Возможно, этим «веселым» стражем был или Илья Павлович Каменский, работник Треста коммунальных домов, член правления Военно-потребительского общества войск и органов ОГПУ «Красная звезда», к которому имел отношение и «Англетер» (известно его выступление на заседании месткома этого кооператива 21 февраля 1926 года); или Каменский Алексей Осипович, рабочий, сотрудник ГПУ, живший тогда в чекистском доме по улице Комиссаровской, 5, в квартире 27. (Несовпадение имен не должно смущать — обычная уловка дзержинцев-конспираторов.) Распорядители действовали неуклюже, бесцеремонно оттирая в самом начале следствия более скромных по влиянию стражей законности.

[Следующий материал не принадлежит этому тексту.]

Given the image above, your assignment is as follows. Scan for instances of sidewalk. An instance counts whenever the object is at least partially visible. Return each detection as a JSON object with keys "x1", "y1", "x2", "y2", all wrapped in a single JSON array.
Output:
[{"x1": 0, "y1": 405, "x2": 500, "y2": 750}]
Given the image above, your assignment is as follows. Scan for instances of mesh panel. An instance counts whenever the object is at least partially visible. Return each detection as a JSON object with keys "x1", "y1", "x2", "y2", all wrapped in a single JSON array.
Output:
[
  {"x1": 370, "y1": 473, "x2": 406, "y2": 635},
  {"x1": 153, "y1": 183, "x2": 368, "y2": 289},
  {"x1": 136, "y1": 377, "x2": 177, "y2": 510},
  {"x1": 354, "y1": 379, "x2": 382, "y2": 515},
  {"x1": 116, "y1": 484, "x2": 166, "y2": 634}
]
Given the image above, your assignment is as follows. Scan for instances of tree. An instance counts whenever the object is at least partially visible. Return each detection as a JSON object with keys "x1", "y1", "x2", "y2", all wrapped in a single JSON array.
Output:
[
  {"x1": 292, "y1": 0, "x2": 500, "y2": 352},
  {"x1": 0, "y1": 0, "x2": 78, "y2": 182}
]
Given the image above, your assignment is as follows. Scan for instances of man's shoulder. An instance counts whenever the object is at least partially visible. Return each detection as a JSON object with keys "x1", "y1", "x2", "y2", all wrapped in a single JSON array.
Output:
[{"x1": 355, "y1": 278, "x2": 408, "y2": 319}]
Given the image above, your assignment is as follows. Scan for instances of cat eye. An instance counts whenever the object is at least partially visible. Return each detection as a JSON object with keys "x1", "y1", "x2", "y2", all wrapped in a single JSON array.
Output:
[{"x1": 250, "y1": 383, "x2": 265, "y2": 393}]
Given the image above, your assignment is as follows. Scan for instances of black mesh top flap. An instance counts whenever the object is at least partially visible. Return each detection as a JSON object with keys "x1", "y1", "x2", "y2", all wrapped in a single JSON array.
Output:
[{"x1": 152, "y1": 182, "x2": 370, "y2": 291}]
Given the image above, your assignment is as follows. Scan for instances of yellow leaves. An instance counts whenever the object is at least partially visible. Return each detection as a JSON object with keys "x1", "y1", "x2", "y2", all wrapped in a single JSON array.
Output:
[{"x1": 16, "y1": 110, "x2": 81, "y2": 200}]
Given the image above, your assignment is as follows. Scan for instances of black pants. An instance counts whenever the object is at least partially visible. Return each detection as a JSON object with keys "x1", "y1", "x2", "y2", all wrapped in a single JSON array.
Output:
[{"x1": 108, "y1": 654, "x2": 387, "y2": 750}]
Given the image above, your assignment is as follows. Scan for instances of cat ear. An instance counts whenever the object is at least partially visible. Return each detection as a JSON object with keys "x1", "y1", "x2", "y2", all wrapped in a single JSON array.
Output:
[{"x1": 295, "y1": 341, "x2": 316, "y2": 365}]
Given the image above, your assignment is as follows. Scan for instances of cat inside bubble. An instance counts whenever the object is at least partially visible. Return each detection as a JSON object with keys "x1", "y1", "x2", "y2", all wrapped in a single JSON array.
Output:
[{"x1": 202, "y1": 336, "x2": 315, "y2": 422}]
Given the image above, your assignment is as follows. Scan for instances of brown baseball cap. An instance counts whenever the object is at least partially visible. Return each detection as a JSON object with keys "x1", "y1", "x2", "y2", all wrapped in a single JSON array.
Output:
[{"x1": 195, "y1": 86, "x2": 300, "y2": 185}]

Подписавший телефонограмму Котелов Алексей Петрович — ленинградский юрист. Биографию его выяснить пока не представилось возможным.

Эдуарду Хлысталову удалось установить, что в составе выезжавшей в «Англетер» бригады уголовного розыска был и агент Ф. Иванов, проводивший дознание, результаты которого неизвестны. Остатки архива УГРО подтверждают: действительно, в 1 — й бригаде служил Федор Григорьевич Иванов (в той же группе числился брат Николая Горбова — Иван). Ф. Г. Иванов в 1923 году получал бесплатную трамвайную карточку, а в 1924-м расписался в «Книге по учету… удостоверений личности..»(№ 123). Бесплодность усилий Иванова понятна: возможно, не подозревая о своей роли в грязной игре, он и не мог публично раскрыть подноготную происшествия. Дальнейшая судьба Ф. Г. Иванова (был осужден и бесследно исчез) лишний раз свидетельствует: прикосновение к тайне «Англетера» дорого обходилось всем, кто на нее посягал!

В Центральном архиве Главного информационного центра МВД РФ (Москва, Новочеремушкинская, 67), может быть, сохранился отчет УГРО Ленгубисполкома за октябрь-декабрь 1925 года (есть документальное доказательство его былого существования) — в нем-то и следует искать прояснения истины, хотя, подозреваем, кто-то из власть имущих сумел вовремя уничтожить или сфальсифицировать казенные бумаги.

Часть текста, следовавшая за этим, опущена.